Rutin vakalarda laboratuvar testlerine ihtiyaç duyulmaz. Ancak belirtilerin uzun sürmesi, yüksek ateş, şiddetli boğaz ağrısı veya başka enfeksiyonlarla karışabilecek durumlar söz konusuysa ek tetkikler gerekebilir. Bu değerlendirme hekim tarafından yapılmalıdır.
Soğuk Algınlığı Tedavi Yöntemleri ve Soğuk Algınlığı İlaçları
Soğuk algınlığının tedavisi genellikle semptomlara yöneliktir. Hastalığa neden olan etken virüs olduğu için antibiyotikler etkili değildir ve gereksiz kullanımından kaçınılmalıdır. Tedavide amaç, belirtileri hafifletmek ve hastanın günlük yaşamını daha rahat sürdürebilmesini sağlamaktır.

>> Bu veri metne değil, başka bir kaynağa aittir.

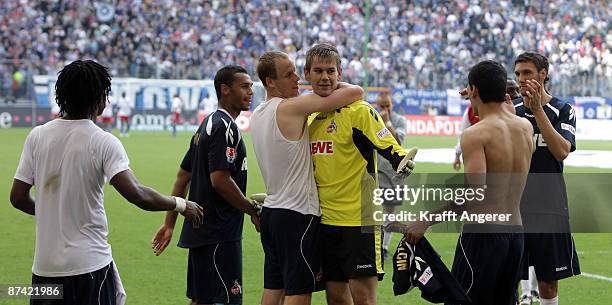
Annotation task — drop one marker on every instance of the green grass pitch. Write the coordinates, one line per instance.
(148, 279)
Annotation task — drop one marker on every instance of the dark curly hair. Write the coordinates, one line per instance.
(81, 87)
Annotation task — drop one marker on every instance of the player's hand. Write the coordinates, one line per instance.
(457, 163)
(256, 222)
(257, 201)
(414, 231)
(384, 114)
(161, 239)
(464, 93)
(194, 212)
(406, 166)
(342, 85)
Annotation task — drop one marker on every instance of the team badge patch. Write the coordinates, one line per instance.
(230, 153)
(236, 289)
(569, 128)
(332, 127)
(383, 133)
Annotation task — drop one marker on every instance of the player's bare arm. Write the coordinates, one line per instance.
(20, 197)
(149, 199)
(226, 187)
(475, 168)
(307, 104)
(558, 146)
(163, 236)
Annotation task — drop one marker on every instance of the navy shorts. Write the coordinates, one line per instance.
(488, 265)
(291, 245)
(214, 273)
(92, 288)
(553, 255)
(351, 252)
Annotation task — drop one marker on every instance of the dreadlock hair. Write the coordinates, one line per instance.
(80, 88)
(225, 76)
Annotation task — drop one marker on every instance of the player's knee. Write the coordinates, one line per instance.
(548, 290)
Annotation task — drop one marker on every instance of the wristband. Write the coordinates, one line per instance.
(181, 204)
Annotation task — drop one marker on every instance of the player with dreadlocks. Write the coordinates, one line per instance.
(69, 160)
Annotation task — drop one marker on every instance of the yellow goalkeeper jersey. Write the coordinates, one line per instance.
(343, 145)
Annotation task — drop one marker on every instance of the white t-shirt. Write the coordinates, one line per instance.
(108, 111)
(177, 104)
(285, 165)
(69, 162)
(125, 107)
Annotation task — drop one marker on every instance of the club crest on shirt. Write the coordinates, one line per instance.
(230, 153)
(236, 289)
(332, 127)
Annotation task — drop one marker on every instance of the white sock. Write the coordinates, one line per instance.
(386, 240)
(533, 279)
(525, 287)
(554, 301)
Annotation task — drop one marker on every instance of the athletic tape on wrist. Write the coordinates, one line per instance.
(181, 204)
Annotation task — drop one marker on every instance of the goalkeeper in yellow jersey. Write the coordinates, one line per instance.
(344, 144)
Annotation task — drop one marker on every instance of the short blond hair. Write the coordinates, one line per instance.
(266, 67)
(322, 51)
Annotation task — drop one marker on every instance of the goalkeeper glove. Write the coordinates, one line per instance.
(404, 169)
(257, 201)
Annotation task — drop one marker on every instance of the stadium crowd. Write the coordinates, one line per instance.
(411, 44)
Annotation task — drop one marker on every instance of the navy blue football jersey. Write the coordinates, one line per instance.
(217, 145)
(545, 191)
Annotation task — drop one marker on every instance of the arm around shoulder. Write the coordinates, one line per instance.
(307, 104)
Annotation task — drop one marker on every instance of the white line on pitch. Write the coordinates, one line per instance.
(595, 276)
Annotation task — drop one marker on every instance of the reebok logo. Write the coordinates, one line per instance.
(322, 148)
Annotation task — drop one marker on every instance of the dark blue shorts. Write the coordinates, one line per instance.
(488, 265)
(553, 255)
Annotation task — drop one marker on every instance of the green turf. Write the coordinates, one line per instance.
(160, 280)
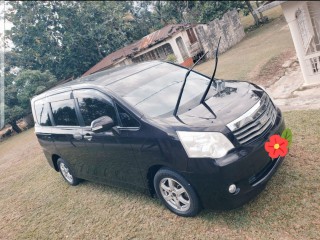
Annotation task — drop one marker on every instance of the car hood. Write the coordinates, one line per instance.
(220, 109)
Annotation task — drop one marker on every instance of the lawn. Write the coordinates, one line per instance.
(264, 49)
(36, 203)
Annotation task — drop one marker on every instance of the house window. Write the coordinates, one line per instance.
(159, 53)
(304, 30)
(191, 36)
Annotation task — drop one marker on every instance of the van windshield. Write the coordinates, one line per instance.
(157, 90)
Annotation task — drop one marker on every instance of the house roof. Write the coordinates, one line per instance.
(268, 5)
(144, 43)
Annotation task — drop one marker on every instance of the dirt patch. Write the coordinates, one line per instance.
(273, 70)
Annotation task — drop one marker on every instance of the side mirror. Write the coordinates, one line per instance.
(102, 124)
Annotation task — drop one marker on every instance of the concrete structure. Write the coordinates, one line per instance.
(185, 41)
(303, 18)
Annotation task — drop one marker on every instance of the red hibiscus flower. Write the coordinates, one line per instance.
(277, 146)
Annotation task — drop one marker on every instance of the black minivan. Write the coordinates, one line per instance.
(119, 127)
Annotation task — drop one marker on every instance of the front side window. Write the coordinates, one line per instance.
(94, 104)
(42, 114)
(64, 113)
(126, 119)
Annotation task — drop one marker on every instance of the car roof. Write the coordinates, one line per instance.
(109, 76)
(119, 80)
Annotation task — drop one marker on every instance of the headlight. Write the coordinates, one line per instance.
(205, 144)
(268, 93)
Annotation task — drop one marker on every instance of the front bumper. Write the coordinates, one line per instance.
(248, 167)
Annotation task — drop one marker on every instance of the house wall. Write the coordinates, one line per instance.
(174, 45)
(228, 27)
(289, 10)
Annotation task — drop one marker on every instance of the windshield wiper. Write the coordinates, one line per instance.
(214, 73)
(184, 83)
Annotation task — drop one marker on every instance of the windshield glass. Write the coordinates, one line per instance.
(158, 89)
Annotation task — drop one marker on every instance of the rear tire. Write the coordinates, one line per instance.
(66, 172)
(176, 193)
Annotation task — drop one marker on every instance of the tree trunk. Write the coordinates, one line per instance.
(254, 15)
(15, 127)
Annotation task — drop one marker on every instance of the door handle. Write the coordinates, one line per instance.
(77, 136)
(88, 137)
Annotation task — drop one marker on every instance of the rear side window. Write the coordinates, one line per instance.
(42, 114)
(64, 113)
(94, 104)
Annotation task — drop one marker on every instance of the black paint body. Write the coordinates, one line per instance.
(130, 156)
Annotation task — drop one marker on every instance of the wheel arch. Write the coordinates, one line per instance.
(55, 158)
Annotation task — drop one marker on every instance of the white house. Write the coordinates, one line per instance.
(303, 18)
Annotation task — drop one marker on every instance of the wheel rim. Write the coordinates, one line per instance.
(174, 194)
(65, 172)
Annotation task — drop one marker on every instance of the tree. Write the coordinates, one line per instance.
(67, 38)
(20, 89)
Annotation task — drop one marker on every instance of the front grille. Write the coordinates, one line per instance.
(257, 123)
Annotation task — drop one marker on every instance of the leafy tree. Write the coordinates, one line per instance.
(19, 89)
(67, 38)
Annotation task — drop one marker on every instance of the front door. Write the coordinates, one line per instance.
(110, 156)
(66, 132)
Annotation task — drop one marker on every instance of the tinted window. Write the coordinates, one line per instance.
(42, 114)
(126, 119)
(94, 104)
(64, 113)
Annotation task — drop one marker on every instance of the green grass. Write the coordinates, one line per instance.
(36, 203)
(245, 60)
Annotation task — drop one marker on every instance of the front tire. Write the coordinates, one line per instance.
(176, 193)
(66, 172)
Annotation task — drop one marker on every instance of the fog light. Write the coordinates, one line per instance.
(232, 188)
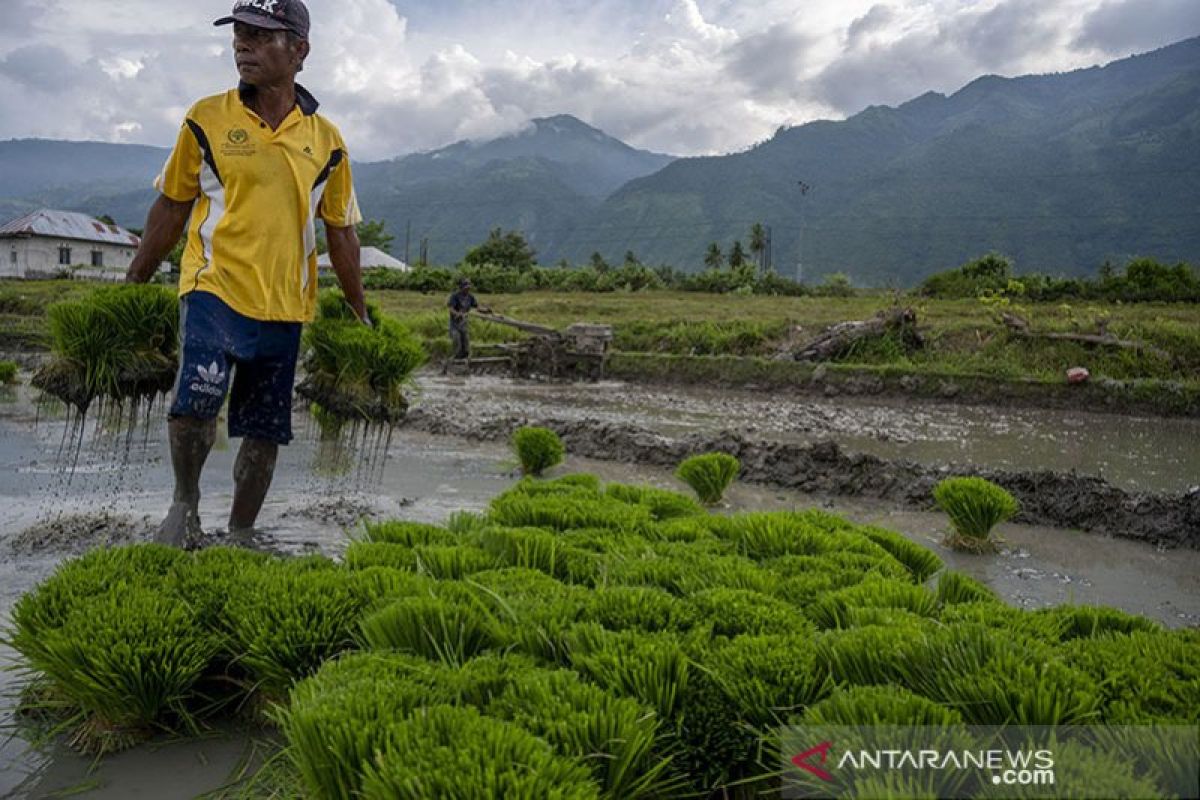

Ağrı ve ateş için uygun dozlarda ağrı kesici–ateş düşürücüler kullanılabilir. Burun tıkanıklığı için kısa süreli burun açıcı spreyler veya tuzlu su preparatları tercih edilebilir. Öksürük ve boğaz ağrısına yönelik destekleyici tedaviler de hekim önerisiyle uygulanabilir. Belirtiler şiddetlenirse veya beklenenden uzun sürerse mutlaka bir sağlık kuruluşuna başvurulmalıdır.